Sandık kurullarının elleri armut mu topladı? *

Aylardır devam eden referandum çalışmaları bittiğinde seçimden sonra ne yapacağız diye düşünüyordum. Şükür ki imdada sandık kurulları yetişti. Sandık kurullarının yaptığı hatayı düzelten YSK tartışmaların içinde buldu kendini. Bundan sonra aylarca ‘referanduma gölge düştü’ kısır tartışmalarını yürüteceğiz demektir bunun Türkçesi.

Sandık kurullarında görev alanlar bilir. Seçimlerde kullanılan zarfların üzerinde YSK’nin, ilçe seçim kurulunun ve sandık kurulunun olmak üzere üç tane mühür olur. Birleşik oy pusulalarının arkası ise sadece sandık kurulunun mührüyle mühürlenir. Amaç, dışarıdan gelebilecek zarf ve oy pusulalarının önüne geçmek.

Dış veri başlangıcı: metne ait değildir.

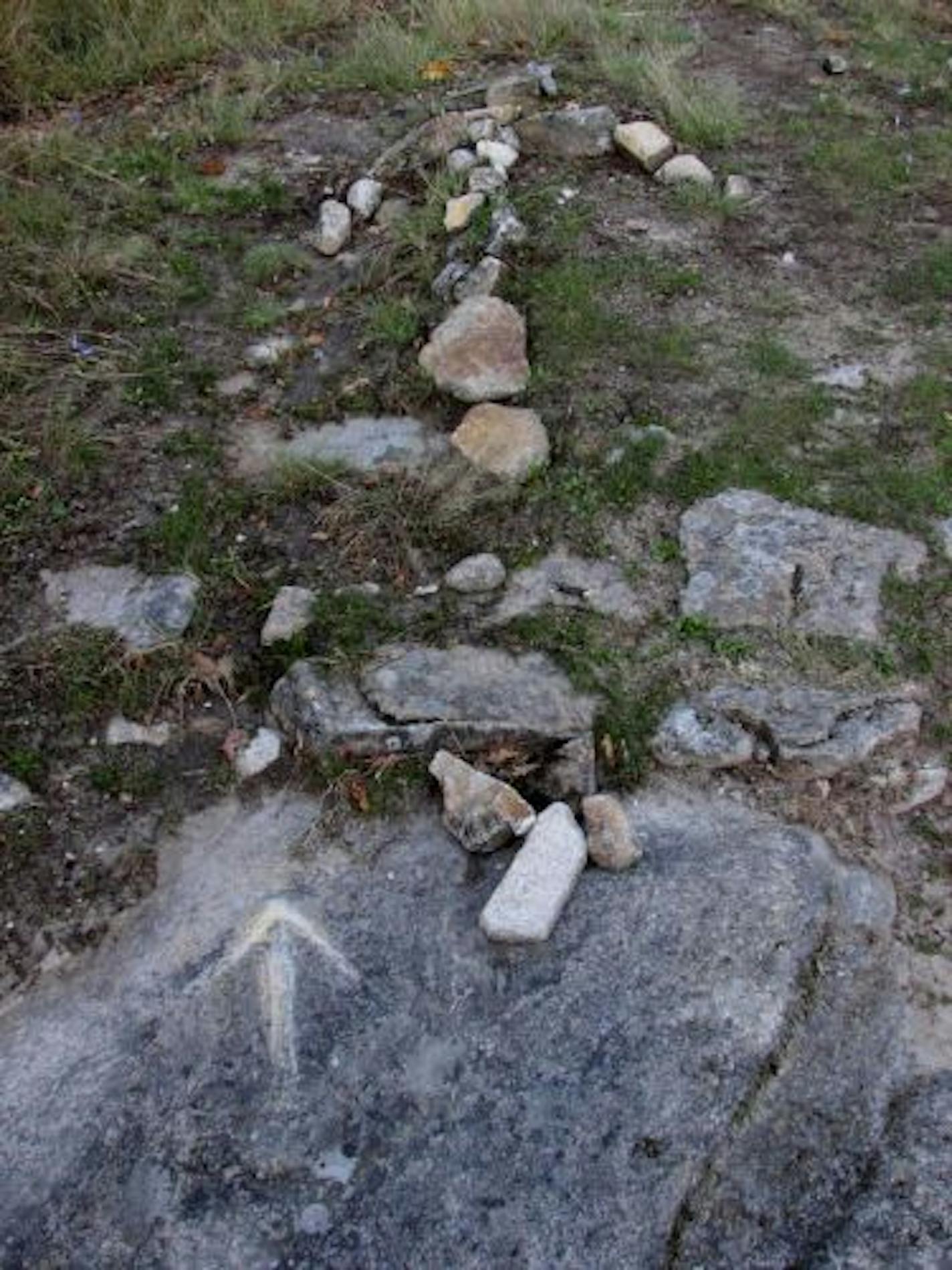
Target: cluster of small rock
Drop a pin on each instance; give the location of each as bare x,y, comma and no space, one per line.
484,813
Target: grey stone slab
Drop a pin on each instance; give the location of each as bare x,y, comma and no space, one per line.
144,611
292,1053
757,562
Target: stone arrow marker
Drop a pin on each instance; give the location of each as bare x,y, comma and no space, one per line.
272,931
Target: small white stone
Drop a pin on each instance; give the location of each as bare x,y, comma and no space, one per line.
334,225
291,613
498,152
645,142
269,352
364,197
685,169
461,211
461,161
261,752
127,732
536,888
476,574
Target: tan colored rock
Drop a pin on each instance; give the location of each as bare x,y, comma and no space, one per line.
645,142
612,843
483,813
479,352
503,441
460,211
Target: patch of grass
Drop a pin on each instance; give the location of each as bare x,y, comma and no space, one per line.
268,263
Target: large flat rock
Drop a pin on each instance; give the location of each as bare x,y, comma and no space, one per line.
757,562
301,1049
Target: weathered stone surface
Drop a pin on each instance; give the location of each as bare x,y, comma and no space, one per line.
481,812
689,737
566,580
685,169
144,611
719,1031
479,352
127,732
334,225
258,754
364,197
410,682
503,441
757,562
574,132
611,840
476,574
291,613
538,883
645,142
461,210
479,281
13,794
358,443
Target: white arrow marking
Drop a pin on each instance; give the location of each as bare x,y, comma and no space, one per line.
271,930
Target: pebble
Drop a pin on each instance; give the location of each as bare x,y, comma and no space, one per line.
334,225
461,161
258,754
645,142
481,813
291,613
479,281
685,169
126,732
611,841
476,574
461,210
527,904
364,197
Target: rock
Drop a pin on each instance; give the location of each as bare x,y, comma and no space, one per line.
512,694
257,754
503,441
461,161
738,189
611,841
644,141
689,737
13,794
127,732
574,132
291,613
565,580
461,211
479,352
271,351
479,281
498,154
480,812
333,226
476,574
237,385
366,445
757,562
685,169
364,197
538,883
505,230
144,611
487,181
519,90
392,213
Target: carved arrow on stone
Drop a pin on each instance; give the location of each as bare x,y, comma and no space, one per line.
272,931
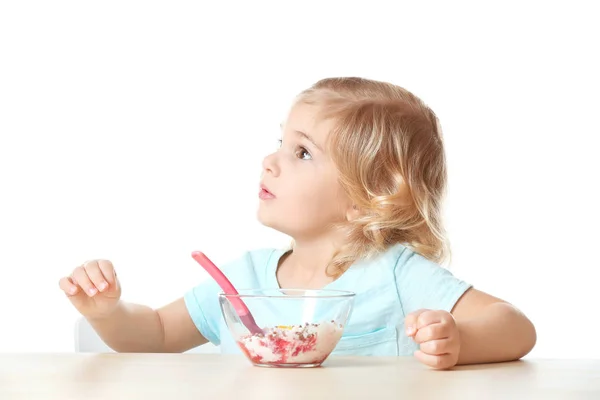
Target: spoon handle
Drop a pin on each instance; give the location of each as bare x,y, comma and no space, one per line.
228,288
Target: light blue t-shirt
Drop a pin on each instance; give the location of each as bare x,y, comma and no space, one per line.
388,287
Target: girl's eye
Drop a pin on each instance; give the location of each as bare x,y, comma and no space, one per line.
303,154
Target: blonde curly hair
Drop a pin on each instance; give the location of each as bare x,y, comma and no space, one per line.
388,149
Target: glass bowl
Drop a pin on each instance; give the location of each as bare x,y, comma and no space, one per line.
301,327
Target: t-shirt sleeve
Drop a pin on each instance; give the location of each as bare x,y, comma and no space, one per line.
202,301
422,283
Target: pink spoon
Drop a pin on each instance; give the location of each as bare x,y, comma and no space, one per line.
238,304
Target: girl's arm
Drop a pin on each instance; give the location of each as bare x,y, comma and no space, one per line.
136,328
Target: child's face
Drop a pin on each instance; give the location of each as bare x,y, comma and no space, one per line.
306,196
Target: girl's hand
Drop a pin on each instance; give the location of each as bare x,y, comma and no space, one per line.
93,288
437,334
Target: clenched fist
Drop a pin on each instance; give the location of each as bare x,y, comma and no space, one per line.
437,335
93,288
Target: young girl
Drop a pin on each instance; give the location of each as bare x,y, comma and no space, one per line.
358,183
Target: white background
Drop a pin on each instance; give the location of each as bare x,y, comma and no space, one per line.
134,131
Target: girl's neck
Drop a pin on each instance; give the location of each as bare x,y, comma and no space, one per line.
305,266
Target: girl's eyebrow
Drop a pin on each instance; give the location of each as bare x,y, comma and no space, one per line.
305,136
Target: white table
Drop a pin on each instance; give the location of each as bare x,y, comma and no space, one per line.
207,376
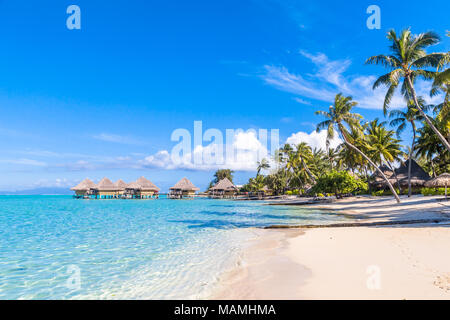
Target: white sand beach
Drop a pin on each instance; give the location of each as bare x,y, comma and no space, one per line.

Seçimlerde genelde görev alırım. Bundan önceki seçimlerde sandık torbaları başkan ve memur üyelere görevleriyle ilgili açıklayıcı bir toplantı yapıldıktan sonra seçime bir-iki gün kala torbalar başkanlara imza karşılığı teslim edilirdi. Torbaların önceden verilmesi hep tartışma konusu olurdu. Torbayı açarsın, niye açıldı denirdi. Açmazsın, “Hocam!  Zarf ve oy pusulalarını keşke önceden mühürleseydin, başkası öyle yaptı, eleştirisi gelirdi. Bu sene seçim kurulları torbaları başkanlara değil, seçim gecesi bina sorumlularına teslim etti. Sandık kurulunda görevli olan kişiler seçim torbasını seçim günü en geç 07.00’de bina sorumlusundan teslim aldı. Üyelerinin gözünün önünde torbayı açtı.

Sabah oy verme işlemlerinin başlamasından en az bir saat önce toplanan sandık kurulu, işe başlamadan önce seçimin doğru bir şekilde yürütülmesi adına hep beraber and içerler. Ardından aralarında görev taksimi yapılarak torbadan çıkan zarf ve oy pusulaları sayılır. Sayısı kayda geçirilir. Onun ardından sandık kurulu mührü ile oy pusulası ve zarfın arkası mühürlenir. Hatta mührün mürekkebi diğerlerine bulaşmasın diye bir süre üst üste konmaz. Kuruması beklenir. Saat 08.00’ e kadar sandık kurullarında bu şekilde hummalı bir çalışma olur. Yine bu seçimde de görevim vardı. Bu şekilde yaptım. Yanımda memur üye, AK Parti, CHP, MHP ve SP üyeleri olmak üzere toplam altı kişi görev yaptık. Mühürleme ve sayım işlerinin yanında seçim sandığının mühürlenmesi, seçmen listesi askısının asılması, ilgili yazıların belirlenen yerlere herkesin okuyabileceği şekilde asılması işlemlerini yürüttük. 07.50 gibi oy vermeye hazır hale getirdik sandığımızı.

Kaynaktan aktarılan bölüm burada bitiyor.